John Kerry -- the Gore of 2004? I took a pass on criticizing Joan Vennochi's column in yesterday's Globe, in which she suggested that recent revelations about John Kerry's Jewish roots -- which, by her own accounting, he discussed publicly as far back as 1993 -- as well as longstanding confusion over whether or not he's part-Irish (he isn't) -- show that, in "a most literal sense, John Kerry doesn't know who he is."
Well, Joe Conason didn't let it go. He lets her have it in his Salon weblog, calling her piece "an unusually silly column" that may be "a harbinger of shallow journalism ahead."

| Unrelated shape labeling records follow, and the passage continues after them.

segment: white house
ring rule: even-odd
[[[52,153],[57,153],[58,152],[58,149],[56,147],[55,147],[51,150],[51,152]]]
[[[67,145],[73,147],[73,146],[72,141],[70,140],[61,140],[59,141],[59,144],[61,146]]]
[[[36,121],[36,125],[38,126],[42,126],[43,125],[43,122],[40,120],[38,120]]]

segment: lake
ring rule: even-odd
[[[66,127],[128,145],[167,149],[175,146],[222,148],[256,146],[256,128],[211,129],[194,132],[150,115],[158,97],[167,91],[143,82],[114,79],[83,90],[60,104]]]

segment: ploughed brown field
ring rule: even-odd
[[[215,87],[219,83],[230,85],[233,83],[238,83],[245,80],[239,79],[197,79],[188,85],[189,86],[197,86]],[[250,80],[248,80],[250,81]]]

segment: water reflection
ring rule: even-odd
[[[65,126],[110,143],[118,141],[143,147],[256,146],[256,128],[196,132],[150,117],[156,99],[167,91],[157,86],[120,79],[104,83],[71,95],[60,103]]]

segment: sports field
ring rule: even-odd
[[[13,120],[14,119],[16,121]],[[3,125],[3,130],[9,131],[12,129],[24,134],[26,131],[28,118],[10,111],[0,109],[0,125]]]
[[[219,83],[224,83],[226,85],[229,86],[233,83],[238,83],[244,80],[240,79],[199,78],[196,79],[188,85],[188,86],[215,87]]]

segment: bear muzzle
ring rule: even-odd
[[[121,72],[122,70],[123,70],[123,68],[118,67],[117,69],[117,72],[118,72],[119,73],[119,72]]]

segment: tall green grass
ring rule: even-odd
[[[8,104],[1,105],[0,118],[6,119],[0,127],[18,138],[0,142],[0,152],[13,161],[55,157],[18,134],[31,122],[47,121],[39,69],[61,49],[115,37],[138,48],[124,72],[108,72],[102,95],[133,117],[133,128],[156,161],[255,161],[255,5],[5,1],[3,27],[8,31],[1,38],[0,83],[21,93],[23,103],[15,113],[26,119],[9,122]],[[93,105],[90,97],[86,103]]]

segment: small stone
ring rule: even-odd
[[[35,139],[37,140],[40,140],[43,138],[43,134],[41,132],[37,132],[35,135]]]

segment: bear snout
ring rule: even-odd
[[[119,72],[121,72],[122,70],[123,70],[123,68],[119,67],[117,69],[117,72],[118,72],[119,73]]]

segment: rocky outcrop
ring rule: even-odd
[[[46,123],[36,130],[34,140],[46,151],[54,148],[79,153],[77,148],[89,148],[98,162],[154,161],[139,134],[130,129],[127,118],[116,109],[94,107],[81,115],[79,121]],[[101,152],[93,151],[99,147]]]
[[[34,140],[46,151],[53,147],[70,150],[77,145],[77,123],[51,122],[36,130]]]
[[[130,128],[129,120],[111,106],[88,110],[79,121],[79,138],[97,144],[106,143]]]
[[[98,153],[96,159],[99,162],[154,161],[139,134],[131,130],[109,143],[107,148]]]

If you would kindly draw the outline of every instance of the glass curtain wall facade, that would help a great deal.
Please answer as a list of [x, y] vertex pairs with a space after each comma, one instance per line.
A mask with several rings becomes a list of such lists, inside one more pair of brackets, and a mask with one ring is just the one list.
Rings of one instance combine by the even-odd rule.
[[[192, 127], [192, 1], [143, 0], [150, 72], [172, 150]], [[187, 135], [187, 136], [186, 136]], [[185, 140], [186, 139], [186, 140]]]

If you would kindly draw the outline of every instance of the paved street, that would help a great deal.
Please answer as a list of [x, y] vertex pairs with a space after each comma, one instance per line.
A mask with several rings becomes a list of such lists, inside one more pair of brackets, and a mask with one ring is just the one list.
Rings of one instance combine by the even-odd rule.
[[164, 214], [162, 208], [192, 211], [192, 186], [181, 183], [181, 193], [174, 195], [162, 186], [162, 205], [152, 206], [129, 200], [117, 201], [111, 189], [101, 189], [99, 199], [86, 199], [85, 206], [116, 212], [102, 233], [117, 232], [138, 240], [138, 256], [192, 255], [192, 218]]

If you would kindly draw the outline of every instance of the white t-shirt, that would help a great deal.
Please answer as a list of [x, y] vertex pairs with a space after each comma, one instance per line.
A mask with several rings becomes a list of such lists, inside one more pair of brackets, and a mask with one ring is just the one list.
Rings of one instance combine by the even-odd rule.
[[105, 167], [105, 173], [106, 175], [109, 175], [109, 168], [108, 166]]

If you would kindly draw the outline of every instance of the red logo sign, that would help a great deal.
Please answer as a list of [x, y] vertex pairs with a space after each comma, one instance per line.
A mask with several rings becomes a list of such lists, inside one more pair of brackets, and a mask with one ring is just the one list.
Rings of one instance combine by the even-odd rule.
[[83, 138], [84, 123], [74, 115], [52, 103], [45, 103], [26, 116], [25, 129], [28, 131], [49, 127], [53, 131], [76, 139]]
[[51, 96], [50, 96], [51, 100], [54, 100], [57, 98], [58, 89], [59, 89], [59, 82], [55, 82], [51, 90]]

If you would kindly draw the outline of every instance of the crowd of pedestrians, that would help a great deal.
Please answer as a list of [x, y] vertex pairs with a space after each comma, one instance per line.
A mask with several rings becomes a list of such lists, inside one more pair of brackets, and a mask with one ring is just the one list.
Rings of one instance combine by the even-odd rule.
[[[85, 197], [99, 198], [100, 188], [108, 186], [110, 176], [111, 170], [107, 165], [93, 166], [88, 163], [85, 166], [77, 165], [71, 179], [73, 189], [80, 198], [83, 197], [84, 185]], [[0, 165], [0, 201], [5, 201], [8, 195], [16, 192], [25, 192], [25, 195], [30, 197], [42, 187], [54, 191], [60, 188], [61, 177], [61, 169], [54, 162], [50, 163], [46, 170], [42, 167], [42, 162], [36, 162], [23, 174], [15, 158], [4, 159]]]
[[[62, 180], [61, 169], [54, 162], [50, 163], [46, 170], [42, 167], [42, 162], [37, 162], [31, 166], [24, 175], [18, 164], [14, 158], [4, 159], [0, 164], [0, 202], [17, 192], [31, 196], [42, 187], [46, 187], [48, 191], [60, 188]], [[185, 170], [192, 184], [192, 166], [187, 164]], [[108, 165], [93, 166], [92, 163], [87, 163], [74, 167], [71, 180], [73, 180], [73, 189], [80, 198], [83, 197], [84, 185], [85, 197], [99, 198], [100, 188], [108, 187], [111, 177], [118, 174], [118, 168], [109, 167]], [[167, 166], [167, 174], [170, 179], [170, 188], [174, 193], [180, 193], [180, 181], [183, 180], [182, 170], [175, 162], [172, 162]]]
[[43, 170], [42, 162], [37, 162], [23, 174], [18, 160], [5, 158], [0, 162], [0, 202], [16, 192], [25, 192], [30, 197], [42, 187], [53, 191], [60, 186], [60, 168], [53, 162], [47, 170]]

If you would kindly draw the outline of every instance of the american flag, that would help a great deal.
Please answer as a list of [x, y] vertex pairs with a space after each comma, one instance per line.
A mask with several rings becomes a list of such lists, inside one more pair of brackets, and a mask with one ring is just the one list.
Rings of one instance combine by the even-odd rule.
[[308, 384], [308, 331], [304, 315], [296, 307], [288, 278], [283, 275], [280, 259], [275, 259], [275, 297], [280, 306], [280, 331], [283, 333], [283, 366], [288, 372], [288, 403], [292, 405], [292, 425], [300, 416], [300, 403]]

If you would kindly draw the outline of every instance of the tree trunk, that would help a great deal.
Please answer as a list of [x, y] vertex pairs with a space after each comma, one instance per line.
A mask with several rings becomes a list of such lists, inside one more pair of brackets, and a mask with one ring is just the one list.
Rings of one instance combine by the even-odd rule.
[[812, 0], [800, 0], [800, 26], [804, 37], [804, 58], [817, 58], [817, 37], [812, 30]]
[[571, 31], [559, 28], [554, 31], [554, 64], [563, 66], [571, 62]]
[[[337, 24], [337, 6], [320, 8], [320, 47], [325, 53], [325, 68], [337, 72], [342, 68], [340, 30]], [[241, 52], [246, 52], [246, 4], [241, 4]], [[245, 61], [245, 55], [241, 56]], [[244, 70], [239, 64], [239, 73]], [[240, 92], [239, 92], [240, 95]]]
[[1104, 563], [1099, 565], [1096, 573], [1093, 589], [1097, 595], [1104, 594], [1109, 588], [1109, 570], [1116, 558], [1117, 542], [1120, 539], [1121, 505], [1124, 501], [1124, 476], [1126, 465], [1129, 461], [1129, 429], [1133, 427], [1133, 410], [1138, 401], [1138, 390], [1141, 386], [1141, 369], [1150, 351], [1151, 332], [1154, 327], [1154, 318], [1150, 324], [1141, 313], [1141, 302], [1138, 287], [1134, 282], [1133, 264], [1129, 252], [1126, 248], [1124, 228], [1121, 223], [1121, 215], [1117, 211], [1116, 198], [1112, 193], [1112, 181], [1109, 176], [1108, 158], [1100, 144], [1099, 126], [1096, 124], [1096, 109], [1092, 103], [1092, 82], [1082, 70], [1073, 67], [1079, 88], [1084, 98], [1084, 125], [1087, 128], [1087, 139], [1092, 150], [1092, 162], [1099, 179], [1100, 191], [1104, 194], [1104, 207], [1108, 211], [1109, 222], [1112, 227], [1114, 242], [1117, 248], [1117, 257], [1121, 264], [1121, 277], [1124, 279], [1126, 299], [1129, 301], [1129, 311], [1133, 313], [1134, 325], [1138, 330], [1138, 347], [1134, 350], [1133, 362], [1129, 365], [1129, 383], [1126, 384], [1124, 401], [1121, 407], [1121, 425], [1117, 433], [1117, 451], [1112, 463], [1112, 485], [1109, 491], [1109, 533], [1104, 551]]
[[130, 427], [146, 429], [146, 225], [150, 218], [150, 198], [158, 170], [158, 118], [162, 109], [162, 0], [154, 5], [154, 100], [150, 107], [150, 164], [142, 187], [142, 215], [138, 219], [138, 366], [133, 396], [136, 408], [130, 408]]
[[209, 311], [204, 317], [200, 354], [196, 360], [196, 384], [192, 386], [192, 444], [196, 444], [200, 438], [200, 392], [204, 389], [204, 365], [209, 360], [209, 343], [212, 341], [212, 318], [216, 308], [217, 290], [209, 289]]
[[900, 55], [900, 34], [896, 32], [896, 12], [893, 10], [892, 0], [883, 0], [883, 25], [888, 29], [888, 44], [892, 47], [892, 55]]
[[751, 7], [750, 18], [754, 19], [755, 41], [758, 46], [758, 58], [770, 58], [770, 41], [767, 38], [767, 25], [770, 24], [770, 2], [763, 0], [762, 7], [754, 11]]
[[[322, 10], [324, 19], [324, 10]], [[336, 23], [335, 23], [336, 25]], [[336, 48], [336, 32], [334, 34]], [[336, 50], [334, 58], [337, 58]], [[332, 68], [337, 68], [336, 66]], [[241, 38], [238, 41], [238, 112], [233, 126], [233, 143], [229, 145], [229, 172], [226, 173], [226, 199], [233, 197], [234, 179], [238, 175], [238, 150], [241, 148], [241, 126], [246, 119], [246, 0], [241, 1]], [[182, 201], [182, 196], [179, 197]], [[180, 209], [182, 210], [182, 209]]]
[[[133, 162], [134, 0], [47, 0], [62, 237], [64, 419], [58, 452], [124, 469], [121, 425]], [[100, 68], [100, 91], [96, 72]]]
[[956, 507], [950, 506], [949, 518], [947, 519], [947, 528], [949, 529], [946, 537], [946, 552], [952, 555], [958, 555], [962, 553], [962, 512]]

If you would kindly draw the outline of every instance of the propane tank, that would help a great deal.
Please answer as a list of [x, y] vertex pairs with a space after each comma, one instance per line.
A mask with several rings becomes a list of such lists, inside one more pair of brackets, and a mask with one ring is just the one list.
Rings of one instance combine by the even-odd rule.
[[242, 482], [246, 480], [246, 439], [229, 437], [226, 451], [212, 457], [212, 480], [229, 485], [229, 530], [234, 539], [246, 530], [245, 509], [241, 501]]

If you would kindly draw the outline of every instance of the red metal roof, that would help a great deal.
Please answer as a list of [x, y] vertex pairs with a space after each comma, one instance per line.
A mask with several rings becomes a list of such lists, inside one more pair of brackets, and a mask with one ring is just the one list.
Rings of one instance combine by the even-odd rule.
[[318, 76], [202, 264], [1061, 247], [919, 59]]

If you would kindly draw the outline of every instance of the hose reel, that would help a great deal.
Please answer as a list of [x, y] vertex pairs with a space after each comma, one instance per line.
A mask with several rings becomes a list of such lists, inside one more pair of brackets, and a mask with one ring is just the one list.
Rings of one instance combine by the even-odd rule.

Now, one half-baked column from a generally reliable pundit isn't going to sink Kerry, but there have been signs that some elements of the media will attempt to turn him into the Al Gore of 2004 -- that is, a craven opportunist who shifts with the breeze and will do anything to get elected. Bob Somerby, whose Daily Howler website has documented in exhaustive detail how the media helped sink Gore with false stories such as his nonexistent claim that he'd "invented" the Internet, first wrote about the Kerry-Gore parallels last December 4.
There's an additional danger, too, that when Kerry really does act cravenly -- such as by attempting to have it both ways on Iraq (free registration to the New Republic's website required) -- it will fit into the pre-existing template of his supposed character flaws and be amplified beyond all reason. I mean, I wish he hadn't voted for the Iraq war resolution, but his subsequent critique of President Bush's Middle East policy has been typical Kerry: smart, sophisticated, and nuanced.
Many years ago, the great political impersonator David Frye made an album in which Hubert Humphrey is heard pandering, "I was Jewish once myself!" That's not Kerry. Kerry is a solid senator whose reserved, formal manner is an awkward fit with today's dumbed-down, user-friendly brand of politics. Character is important, but there is no evidence that lack of it is one of Kerry's problems.